Avant les questions, la notation — car les entretiens non structurés récompensent celui qui ressemble le plus à l'intervieweur, pas celui qui peut faire le travail. Décidez des questions une fois pour toutes, posez-les à chaque candidat dans le même ordre, et notez par écrit ce que contient une réponse faible, satisfaisante et solide avant que quiconque s'assoie.

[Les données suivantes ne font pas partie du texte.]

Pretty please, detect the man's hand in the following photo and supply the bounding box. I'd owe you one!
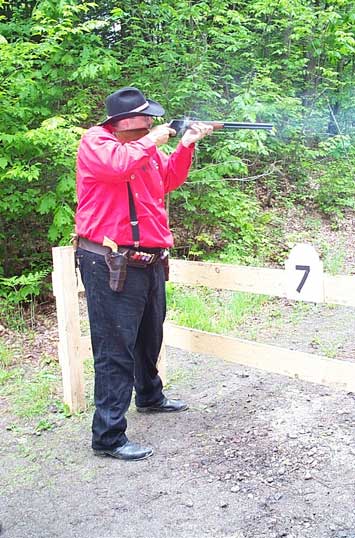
[147,123,176,146]
[181,121,213,148]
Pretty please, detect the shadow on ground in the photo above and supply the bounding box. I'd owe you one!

C'est la notation ancrée sur des comportements, et c'est le changement unique qui améliore le plus la précision avec laquelle un entretien prédit la performance.
L'ancrage fonctionne parce qu'il vous oblige à vous engager sur un standard pendant que vous êtes encore calme, plutôt que de vous laisser convaincre par un candidat sympathique en fin d'après-midi. Un barème pratique va de un à cinq, avec des critères comportementaux : pour une question de débogage, un 1 « se précipite sur des changements de formulation aléatoires, sans hypothèse, sans mesure » ; un 5 « regroupe les échecs par type, énonce une théorie, change une variable, et vérifie que le résultat tient sur tout l'ensemble ». Vous ne notez pas l'éloquence de quelqu'un, mais si le comportement qu'il décrit correspond au poste. Les mécaniques pour bien faire cela — formulation des critères, calibration du jury, réduction des effets de halo — figurent dans notre guide des entretiens structurés, et relèvent d'une science générale des entretiens, pas d'un dispositif propriétaire.
Rédigez les critères avant de lire un seul CV. Une fois que vous avez rencontré un candidat qui vous plaît, votre barème se plie discrètement pour l'accommoder. L'intérêt de l'ancrage est de fixer le standard pendant que vous êtes encore objectif, afin que l'entretien mesure le candidat par rapport au poste plutôt que par rapport à votre première impression.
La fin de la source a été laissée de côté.